L’articolo di Nuccio Condorelli su Lisetta Carmi, pubblicato nella rubrica “Raccontare per Immagini”, potrebbe pienamente adattarsi a descrivere l’essenza della personale fotografica “Fiori di Campo” di Marina Galici, inaugurata ieri dal “CollettivoF” e che permarrà fino al 22 aprile alla Biblioteca storica comunale di Palermo (mostra visitabile dal lunedì al venerdì dalle 9 alle 13, il mercoledì dalle 9 alle 17).
Sono infatti moltissimi i punti che accomunano la narrazione per immagini proposta dalla Galici rispetto al modo di raccontare usato dalla Carmi.
Le fotografie di Marina Galici esposte rappresentano in modo esaustivo un ampio panorama dell'ormai stanziale popolo Rom, descrittive del loro mondo e non solo.

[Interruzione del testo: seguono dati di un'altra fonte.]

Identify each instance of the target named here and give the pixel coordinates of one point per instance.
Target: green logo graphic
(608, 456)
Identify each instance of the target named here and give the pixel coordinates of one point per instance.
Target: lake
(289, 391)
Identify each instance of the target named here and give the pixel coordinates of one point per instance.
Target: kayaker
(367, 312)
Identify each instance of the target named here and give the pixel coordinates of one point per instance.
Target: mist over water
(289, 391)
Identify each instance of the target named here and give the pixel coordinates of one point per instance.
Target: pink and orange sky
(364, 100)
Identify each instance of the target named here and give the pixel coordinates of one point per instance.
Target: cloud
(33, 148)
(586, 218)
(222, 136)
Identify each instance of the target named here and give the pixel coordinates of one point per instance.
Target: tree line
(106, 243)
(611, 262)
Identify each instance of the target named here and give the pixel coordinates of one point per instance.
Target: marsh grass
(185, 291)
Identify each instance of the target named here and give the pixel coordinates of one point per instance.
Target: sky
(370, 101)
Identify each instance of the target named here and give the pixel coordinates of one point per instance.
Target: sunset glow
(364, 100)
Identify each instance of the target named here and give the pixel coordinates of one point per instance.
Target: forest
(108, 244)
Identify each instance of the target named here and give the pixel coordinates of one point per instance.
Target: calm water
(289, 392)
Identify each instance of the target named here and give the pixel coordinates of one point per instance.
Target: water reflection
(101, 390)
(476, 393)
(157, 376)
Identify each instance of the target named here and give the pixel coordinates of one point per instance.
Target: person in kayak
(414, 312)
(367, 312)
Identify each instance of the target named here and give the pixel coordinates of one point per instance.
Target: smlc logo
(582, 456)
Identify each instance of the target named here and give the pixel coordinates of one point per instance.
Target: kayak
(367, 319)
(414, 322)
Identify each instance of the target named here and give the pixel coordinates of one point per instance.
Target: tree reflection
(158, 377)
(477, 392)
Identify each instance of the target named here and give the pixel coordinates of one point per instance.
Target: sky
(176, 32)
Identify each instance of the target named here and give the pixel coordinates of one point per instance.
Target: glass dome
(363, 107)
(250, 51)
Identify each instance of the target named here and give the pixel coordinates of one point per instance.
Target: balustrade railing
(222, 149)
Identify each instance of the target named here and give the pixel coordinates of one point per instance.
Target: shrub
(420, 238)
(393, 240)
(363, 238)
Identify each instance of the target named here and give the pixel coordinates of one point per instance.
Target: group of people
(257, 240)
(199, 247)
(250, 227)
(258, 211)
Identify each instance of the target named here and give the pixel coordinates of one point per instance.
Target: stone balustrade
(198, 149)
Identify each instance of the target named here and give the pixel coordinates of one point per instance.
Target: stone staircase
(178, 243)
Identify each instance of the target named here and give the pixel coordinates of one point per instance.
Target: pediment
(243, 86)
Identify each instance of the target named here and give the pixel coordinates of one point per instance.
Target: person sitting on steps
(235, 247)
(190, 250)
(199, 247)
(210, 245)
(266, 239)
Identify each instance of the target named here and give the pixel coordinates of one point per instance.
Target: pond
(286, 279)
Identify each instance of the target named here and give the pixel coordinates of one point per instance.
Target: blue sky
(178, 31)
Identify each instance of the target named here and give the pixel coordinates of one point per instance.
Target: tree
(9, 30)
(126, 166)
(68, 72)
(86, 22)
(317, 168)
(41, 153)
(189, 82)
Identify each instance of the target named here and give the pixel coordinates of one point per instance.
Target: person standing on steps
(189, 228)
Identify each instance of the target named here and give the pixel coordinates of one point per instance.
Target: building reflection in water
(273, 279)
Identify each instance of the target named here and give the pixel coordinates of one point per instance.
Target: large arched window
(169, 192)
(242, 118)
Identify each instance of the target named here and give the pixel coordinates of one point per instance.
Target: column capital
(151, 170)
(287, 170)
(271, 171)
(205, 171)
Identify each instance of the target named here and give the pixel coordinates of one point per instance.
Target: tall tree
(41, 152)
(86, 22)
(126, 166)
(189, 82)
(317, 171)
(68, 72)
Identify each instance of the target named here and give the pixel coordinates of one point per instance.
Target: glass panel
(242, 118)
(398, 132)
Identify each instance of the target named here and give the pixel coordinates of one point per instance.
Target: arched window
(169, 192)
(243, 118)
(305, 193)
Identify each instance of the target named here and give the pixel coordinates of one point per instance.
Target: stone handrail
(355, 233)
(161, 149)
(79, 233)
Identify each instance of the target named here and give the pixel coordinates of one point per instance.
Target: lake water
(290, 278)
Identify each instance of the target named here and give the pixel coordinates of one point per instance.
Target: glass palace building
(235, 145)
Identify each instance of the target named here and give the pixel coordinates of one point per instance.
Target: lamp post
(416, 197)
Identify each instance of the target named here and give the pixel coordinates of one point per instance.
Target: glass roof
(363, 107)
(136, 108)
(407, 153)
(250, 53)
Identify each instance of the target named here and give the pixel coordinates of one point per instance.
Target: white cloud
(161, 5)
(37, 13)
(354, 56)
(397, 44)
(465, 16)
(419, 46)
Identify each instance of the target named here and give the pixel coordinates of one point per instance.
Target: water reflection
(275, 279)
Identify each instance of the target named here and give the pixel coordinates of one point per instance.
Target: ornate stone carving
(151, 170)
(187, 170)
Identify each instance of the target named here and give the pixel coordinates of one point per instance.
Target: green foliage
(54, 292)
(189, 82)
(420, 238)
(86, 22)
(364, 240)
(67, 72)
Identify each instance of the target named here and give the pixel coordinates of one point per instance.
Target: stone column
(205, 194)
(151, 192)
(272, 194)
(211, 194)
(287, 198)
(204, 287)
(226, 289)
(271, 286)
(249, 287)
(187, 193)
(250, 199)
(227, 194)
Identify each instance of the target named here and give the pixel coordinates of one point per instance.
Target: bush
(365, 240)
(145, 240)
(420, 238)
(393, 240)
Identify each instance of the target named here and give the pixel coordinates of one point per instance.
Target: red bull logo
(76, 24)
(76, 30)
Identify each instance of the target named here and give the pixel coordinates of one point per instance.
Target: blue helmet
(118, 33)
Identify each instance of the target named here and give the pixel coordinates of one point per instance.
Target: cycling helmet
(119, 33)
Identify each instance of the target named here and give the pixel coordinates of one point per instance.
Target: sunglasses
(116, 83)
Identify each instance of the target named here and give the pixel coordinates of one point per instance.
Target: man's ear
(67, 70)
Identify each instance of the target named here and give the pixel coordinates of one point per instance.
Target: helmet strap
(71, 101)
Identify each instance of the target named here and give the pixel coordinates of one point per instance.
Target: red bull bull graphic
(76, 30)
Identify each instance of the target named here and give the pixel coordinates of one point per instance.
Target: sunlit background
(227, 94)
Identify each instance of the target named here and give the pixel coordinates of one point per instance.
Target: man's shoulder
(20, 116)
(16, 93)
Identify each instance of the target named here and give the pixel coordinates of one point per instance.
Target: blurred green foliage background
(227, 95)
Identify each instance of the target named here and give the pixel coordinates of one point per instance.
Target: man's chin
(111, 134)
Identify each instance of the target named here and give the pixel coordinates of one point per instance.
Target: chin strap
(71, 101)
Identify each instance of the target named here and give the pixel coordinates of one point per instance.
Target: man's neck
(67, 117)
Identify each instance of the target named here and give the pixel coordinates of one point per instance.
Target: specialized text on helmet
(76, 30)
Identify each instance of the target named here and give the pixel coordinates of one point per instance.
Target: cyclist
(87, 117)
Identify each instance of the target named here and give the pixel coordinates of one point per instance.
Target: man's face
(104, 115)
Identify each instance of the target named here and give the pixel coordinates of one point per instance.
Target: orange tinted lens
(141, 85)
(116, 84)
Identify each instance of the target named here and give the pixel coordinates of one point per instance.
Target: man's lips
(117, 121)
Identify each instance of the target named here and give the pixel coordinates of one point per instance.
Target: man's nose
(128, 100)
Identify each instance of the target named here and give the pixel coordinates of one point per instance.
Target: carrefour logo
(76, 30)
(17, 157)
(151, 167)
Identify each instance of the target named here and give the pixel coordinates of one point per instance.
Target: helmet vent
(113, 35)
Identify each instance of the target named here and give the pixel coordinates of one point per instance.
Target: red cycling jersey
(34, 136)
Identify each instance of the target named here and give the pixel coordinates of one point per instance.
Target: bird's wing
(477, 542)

Gli apparenti semplici scatti in mostra, accomunano sintesi di estetiche e sentimenti che formano, di fatto, un tutt’uno esaustivo dell’identitario di una comunità complessa quale quella degli Zingari. 

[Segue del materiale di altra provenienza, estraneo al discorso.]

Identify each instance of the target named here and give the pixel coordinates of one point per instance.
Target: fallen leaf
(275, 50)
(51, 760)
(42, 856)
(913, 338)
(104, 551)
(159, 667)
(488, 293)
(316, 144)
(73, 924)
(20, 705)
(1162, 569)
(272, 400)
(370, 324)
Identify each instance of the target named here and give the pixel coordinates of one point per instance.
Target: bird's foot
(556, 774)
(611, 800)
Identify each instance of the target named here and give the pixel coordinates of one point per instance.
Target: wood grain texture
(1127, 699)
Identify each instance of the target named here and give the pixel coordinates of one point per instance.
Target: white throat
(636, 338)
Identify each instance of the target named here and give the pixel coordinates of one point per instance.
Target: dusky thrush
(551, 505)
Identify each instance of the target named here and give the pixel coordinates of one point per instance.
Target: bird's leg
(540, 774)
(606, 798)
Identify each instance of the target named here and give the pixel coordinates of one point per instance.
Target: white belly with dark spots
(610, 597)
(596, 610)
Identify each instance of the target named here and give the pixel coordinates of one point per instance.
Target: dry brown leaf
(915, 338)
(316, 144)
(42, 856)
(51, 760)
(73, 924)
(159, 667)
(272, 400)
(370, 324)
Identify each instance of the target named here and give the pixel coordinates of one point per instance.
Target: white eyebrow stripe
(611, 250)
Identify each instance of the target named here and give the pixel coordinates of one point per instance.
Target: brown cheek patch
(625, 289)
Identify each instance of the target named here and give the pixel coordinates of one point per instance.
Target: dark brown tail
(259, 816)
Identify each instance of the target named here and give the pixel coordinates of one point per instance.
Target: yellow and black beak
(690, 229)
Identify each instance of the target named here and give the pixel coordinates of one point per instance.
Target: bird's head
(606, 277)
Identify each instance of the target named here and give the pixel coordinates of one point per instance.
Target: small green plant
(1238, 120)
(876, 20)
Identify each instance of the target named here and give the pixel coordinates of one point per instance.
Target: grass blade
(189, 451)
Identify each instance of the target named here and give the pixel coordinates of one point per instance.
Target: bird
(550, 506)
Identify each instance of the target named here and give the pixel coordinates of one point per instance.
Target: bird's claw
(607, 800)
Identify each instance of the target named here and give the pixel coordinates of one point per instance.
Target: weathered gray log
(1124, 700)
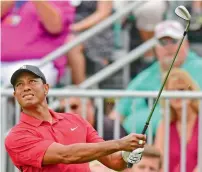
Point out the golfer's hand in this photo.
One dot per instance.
(132, 142)
(133, 157)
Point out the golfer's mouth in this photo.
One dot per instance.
(27, 95)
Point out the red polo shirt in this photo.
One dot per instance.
(28, 141)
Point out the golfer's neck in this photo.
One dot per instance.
(40, 112)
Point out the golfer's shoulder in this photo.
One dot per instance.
(14, 136)
(72, 117)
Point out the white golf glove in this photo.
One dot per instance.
(133, 157)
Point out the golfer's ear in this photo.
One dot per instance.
(14, 94)
(46, 88)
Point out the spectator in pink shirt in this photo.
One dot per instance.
(31, 30)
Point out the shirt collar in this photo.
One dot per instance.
(37, 122)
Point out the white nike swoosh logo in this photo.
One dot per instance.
(72, 129)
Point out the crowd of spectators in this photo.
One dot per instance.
(33, 29)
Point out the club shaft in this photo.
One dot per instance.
(161, 89)
(129, 165)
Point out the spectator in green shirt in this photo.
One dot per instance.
(134, 111)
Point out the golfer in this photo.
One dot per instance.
(48, 141)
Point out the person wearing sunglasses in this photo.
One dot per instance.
(136, 110)
(180, 80)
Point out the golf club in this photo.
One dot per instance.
(183, 13)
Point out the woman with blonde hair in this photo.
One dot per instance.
(180, 80)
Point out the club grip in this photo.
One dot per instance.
(129, 165)
(145, 128)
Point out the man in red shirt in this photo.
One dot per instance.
(59, 142)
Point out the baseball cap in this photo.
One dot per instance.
(169, 28)
(27, 68)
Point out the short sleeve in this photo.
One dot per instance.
(91, 135)
(24, 148)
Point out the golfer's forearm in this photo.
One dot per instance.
(6, 6)
(82, 152)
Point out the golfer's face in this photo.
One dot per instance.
(29, 90)
(147, 164)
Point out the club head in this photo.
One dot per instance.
(183, 13)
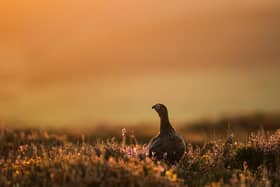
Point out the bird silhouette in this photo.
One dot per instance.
(167, 145)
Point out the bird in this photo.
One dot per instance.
(168, 145)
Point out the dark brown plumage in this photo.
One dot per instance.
(168, 145)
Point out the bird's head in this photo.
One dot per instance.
(160, 109)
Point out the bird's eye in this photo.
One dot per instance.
(157, 107)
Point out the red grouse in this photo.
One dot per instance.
(168, 145)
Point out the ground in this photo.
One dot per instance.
(34, 157)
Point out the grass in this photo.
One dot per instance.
(32, 157)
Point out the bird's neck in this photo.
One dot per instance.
(165, 125)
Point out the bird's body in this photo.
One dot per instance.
(168, 145)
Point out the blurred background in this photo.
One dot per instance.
(83, 63)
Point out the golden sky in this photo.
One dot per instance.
(109, 61)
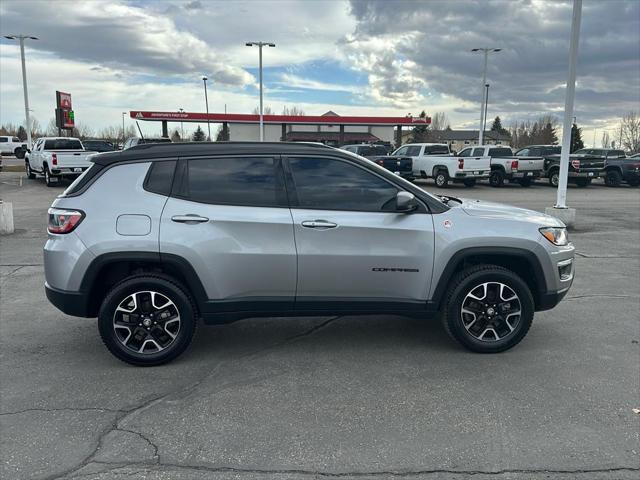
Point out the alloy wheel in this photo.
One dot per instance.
(491, 311)
(146, 322)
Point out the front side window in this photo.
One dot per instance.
(329, 184)
(234, 181)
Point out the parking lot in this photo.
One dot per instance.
(339, 397)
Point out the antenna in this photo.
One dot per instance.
(140, 130)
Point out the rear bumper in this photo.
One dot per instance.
(71, 303)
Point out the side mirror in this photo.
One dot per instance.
(406, 202)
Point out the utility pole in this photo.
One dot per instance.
(560, 209)
(486, 52)
(260, 45)
(21, 39)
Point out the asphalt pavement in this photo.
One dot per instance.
(334, 397)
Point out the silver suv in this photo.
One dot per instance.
(156, 237)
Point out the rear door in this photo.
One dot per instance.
(229, 218)
(353, 248)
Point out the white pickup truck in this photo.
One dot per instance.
(55, 157)
(506, 166)
(10, 145)
(435, 160)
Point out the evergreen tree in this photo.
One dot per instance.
(22, 133)
(420, 133)
(198, 135)
(576, 138)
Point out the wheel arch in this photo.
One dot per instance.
(520, 261)
(108, 269)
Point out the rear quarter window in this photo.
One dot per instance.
(160, 177)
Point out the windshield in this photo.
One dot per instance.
(62, 144)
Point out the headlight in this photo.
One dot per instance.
(556, 235)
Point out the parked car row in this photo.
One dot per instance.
(499, 164)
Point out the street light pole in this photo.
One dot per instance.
(260, 45)
(561, 200)
(206, 101)
(21, 39)
(486, 52)
(123, 139)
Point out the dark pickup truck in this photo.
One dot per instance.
(618, 170)
(583, 167)
(400, 165)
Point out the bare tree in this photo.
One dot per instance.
(439, 121)
(630, 127)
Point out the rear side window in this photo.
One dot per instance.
(257, 182)
(500, 152)
(329, 184)
(436, 150)
(62, 144)
(160, 177)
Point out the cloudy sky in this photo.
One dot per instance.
(358, 57)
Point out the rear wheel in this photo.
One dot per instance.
(50, 180)
(442, 178)
(525, 182)
(496, 179)
(29, 172)
(613, 178)
(147, 320)
(489, 309)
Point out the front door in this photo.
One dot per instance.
(229, 218)
(352, 246)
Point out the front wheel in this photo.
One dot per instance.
(489, 309)
(29, 172)
(442, 179)
(613, 178)
(147, 320)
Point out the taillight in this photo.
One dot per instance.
(63, 221)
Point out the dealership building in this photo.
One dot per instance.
(330, 128)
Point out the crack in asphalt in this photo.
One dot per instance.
(354, 474)
(126, 414)
(63, 409)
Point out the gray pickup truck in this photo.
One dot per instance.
(155, 238)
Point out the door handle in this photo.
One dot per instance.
(319, 224)
(189, 219)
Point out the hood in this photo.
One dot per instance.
(480, 208)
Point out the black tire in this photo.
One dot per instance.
(613, 178)
(496, 179)
(143, 283)
(441, 178)
(48, 178)
(468, 281)
(525, 182)
(29, 172)
(583, 182)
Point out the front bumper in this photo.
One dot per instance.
(71, 303)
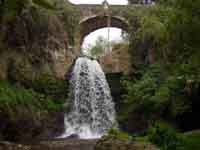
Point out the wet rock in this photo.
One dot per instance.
(113, 143)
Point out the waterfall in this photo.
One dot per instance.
(91, 111)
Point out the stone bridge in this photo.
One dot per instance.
(96, 16)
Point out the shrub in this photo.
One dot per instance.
(164, 136)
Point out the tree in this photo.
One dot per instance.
(99, 48)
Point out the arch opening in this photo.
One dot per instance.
(94, 23)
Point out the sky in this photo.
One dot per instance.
(121, 2)
(115, 33)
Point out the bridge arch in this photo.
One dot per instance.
(96, 22)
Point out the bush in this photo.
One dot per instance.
(14, 97)
(164, 136)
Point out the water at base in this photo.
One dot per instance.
(91, 111)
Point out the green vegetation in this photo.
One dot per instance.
(164, 79)
(191, 140)
(13, 97)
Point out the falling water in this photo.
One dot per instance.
(91, 111)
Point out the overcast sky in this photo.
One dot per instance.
(121, 2)
(115, 34)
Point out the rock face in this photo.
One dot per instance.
(112, 143)
(33, 42)
(106, 143)
(27, 129)
(51, 145)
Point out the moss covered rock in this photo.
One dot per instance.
(113, 143)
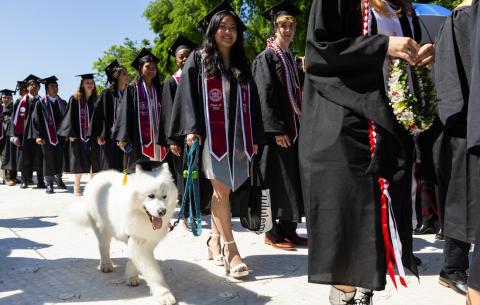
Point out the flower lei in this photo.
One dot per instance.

Ogni fotografia esposta viene a costituire, pertanto, la pagina di un racconto ricco di dettagli e spesso intriso di significati.
Le figure e gli ambienti non vengono colti per enfatizzare apparenze, poiché quanto fotografato di regola va oltre quello che il nostro occhio riesce a vedere.
La lettura di chi osserva è costantemente portata ad ampliare il discorso che, volutamente, il più delle volte rimane solo accennato; mentre l’editing dell’intera operazione è confezionato in modo tale che ciascuno venga chiamato a implementare il racconto, seguendo l’istinto della propria sensibilità e le conoscenze della propria cultura.
“Fiori di Campo”, con il termine “campo” inteso, come riferito dalla stessa Galici quale “estensione piana” o “ghetto”, è pertanto una mostra fatta sì d’immagini esplicite ma che, al contempo, intrigano molto.
La visita della mostra coinvolge, inducendo a vedere e rivedere ogni fotografia più volte (peraltro nella location espositiva, forse non a caso, il circuito quasi simbolico del percorso di lettura induce proprio a questo), per poi riscoprire ad ogni passaggio sempre nuovi dettagli, che avviano a riflettere e, magari pure, a ripensare ai tanti preconcetti che nell’ordinario condizionano il nostro vissuto quotidiano.
Più in generale, in merito ai contenuti e ai significati espliciti e concettuali dell’arte fotografica, se è vero che la fotografia è stata inventata in Francia e ha avuto pieno sviluppo negli Stati Uniti d’America del primo novecento, è anche vero che la cultura fotografica era già da molto tempo presente e pienamente applicata (in forma pittorica, almeno) nella più antica iconografia europea, con tutto quello che ciò comporta.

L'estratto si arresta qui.